Anahi bereitet grade den Durchbruch als Singer, Songwriter, DJane und Musikerin vor. Schauspielerin kommt wohl erst später dazu und Models sind wir ja eh irgendwie alle. Sieht man sich die anrollende Werbekampagne für Anahi an, fragt man sich wieso die Frau nicht schon längst in der Endlosschleife auf Radio Top gelandet ist. Da schlafen die Kollegen vom Radio wohl noch etwas. Die Promofotos sind jedenfalls schon im Kasten:

anahisanchez.com / pixel-media.ch
Kurvig-sexy setzt sich Lady Anahi also in Szene.

pixel-media.ch
Dieses zweite Bild erinnert mich irgendwie an Leon Fuego. Der hätte sich ja auch gerne am Times Square gesehen.

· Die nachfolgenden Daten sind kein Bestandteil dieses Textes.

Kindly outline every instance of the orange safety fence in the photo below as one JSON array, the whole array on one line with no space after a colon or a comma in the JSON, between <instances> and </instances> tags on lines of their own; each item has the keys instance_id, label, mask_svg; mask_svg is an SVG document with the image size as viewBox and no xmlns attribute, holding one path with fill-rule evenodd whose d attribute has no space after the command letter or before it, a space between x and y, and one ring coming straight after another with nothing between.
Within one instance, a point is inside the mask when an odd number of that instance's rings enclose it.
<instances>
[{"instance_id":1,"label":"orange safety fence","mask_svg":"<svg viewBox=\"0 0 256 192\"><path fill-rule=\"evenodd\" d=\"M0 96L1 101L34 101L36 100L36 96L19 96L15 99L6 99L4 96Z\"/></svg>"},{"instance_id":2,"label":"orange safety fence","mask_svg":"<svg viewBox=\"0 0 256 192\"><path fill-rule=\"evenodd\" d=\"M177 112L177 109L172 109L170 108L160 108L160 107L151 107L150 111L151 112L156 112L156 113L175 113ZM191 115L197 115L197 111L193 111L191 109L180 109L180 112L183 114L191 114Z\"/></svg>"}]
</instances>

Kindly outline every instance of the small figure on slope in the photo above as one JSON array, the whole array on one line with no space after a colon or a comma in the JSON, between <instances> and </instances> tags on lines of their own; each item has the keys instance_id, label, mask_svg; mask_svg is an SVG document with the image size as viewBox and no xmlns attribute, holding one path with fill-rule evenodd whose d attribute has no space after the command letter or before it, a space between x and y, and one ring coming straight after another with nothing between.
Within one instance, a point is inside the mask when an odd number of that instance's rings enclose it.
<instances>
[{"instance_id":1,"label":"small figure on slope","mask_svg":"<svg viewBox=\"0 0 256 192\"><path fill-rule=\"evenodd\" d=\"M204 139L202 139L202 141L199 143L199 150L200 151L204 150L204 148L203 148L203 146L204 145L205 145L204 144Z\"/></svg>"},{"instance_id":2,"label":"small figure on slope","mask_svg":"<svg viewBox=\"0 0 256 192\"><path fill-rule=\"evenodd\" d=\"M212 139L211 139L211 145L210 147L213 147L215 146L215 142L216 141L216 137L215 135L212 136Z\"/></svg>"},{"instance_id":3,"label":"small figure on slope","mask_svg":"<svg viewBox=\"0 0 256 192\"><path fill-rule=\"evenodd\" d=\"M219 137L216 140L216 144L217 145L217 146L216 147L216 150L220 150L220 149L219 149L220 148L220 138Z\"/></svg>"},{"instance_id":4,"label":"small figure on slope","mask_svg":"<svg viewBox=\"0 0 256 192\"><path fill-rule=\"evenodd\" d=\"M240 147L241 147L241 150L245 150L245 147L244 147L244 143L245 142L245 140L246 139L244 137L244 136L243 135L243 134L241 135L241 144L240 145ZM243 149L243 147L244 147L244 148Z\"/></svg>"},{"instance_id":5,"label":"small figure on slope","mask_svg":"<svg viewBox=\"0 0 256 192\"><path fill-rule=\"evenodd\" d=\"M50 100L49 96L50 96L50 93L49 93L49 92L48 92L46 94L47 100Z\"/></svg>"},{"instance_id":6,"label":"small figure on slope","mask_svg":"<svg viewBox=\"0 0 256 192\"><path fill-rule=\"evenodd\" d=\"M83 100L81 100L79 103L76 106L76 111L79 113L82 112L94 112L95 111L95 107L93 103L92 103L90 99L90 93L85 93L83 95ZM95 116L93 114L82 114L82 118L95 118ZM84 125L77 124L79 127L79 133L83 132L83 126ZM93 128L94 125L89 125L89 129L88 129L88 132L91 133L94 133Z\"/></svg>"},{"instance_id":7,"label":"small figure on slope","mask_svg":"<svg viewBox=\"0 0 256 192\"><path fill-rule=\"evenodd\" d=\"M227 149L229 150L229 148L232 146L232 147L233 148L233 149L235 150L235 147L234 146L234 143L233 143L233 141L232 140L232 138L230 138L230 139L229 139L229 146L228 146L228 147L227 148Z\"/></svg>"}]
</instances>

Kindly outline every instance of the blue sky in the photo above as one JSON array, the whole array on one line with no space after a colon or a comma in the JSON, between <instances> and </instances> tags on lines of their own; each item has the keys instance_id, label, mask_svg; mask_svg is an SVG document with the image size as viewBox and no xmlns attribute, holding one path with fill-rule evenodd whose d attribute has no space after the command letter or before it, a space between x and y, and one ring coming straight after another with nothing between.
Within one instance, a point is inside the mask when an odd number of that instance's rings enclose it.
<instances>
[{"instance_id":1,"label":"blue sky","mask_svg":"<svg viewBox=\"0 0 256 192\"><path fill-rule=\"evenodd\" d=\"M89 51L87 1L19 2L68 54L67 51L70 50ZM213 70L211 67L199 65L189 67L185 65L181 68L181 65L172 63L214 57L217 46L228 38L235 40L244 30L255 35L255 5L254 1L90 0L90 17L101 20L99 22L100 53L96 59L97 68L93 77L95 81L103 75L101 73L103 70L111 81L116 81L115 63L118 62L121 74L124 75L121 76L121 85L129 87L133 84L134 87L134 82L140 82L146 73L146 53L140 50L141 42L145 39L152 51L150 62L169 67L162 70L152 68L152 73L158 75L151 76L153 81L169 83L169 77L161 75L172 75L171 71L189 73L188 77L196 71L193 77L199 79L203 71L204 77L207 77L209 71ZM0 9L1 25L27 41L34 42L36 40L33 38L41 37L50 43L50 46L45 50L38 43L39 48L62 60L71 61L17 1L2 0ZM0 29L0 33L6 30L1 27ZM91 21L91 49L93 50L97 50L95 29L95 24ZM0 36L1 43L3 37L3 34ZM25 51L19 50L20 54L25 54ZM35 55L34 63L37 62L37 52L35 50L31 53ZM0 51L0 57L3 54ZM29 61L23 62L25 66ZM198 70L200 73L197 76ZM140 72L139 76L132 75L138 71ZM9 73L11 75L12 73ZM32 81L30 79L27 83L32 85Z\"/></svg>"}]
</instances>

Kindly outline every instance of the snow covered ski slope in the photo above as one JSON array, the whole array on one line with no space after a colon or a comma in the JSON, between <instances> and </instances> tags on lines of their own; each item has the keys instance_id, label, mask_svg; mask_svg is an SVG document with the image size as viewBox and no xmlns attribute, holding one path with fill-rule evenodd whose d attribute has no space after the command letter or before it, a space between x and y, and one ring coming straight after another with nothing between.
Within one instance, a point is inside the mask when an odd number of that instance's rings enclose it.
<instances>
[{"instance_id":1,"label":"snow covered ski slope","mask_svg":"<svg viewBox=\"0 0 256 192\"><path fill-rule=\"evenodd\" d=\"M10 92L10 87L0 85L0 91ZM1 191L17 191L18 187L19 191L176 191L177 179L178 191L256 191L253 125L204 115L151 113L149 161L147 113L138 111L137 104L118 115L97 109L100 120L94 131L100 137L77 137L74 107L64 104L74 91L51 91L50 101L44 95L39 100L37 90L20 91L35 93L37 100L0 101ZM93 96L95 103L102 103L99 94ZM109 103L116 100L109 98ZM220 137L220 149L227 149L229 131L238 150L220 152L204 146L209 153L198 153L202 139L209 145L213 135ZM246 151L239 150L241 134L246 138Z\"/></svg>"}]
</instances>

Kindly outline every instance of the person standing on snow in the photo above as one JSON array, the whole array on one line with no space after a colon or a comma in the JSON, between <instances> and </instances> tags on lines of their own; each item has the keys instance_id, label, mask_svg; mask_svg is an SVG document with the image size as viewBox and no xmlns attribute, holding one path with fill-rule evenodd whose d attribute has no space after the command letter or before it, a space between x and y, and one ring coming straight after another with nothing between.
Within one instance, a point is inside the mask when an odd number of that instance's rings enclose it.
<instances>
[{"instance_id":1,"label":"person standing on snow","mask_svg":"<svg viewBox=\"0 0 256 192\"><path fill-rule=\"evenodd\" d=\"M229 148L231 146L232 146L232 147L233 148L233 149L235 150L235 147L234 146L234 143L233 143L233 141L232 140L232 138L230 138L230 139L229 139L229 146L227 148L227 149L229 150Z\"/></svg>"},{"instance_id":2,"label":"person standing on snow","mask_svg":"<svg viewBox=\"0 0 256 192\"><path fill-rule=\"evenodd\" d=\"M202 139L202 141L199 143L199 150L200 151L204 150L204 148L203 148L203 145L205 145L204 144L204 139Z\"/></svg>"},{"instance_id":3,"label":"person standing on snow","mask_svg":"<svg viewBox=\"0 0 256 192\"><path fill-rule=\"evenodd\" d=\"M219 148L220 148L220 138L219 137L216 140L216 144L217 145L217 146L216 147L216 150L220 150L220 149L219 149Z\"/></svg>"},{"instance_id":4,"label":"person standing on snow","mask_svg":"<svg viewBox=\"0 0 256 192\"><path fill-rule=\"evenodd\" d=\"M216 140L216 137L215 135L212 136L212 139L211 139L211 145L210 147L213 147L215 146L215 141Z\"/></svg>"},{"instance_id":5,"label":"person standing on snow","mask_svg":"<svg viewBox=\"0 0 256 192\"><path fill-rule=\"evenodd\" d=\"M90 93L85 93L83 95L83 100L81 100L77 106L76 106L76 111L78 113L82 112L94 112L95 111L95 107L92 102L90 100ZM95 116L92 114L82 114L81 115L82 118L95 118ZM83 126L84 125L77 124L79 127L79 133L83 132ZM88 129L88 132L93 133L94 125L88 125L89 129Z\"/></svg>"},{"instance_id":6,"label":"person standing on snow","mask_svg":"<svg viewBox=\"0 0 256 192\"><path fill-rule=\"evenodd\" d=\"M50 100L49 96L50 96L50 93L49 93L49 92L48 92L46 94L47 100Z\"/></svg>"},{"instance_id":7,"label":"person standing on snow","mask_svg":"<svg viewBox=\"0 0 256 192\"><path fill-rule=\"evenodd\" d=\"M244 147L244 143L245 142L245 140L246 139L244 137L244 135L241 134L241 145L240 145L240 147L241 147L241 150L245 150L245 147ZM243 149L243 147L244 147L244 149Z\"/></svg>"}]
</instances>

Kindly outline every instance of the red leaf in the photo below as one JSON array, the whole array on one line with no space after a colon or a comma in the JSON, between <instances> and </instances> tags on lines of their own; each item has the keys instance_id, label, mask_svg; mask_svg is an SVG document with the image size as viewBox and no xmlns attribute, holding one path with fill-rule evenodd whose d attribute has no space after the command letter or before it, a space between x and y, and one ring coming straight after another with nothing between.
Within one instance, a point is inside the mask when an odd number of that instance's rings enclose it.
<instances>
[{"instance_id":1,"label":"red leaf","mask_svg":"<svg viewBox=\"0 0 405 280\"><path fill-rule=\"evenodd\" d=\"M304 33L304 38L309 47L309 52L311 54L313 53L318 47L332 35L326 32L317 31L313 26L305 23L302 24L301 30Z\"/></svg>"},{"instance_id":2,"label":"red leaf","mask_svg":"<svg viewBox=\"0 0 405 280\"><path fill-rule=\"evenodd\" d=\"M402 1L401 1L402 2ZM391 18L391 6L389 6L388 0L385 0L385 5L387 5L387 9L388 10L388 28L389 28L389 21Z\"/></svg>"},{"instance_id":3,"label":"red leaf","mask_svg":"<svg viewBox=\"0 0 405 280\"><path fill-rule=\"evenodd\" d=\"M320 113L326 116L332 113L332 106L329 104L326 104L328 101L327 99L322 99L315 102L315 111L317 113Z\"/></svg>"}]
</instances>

Soeben wurde auch noch Anahi’s Website im originellen Retro-Look gelauncht. Retro gefällt mir gut, ausser dass man sich die Musik dort nicht anhören kann. Bei mir klappt das jedenfalls nicht. In einem Video kann man aber sehen, was die Anahi so drauf hat. Ihr könnt Euch das selber auf Youtube ansehen. Ich denke, da war sie nun als Songwriterin tätig. Würde es eine Schweizer Kuschelrock Compilation geben, wäre das Lied garantiert da drauf gekommen. Sooo schööön!
Einen Kritikpunkt hab ich aber doch noch. Aus dem Promotext den sie auf der Webseite und in ihrer Facebook Fangruppe hat, sollte man verschwinden lassen, dass sie diverse Auftritte in der ganzen Schweiz, “gesponsert von Coop” absolviert hat. Das rückt sie irgendwie in die Nähe der Coop Kochshow. Aber vielleicht ist das ja gewollt. Schliesslich will man die Anahi ja mit der grossen Kelle anrichten. Yummi!
Ist wohl nur noch eine Frage der Zeit, bis Piero Esteriore mit seinem “Proutschekkt” anfragt, ob Anahi bei ihm einsingt. Ich würd nicht zustimmen. Viele Köche verderben bekanntlich den Brei.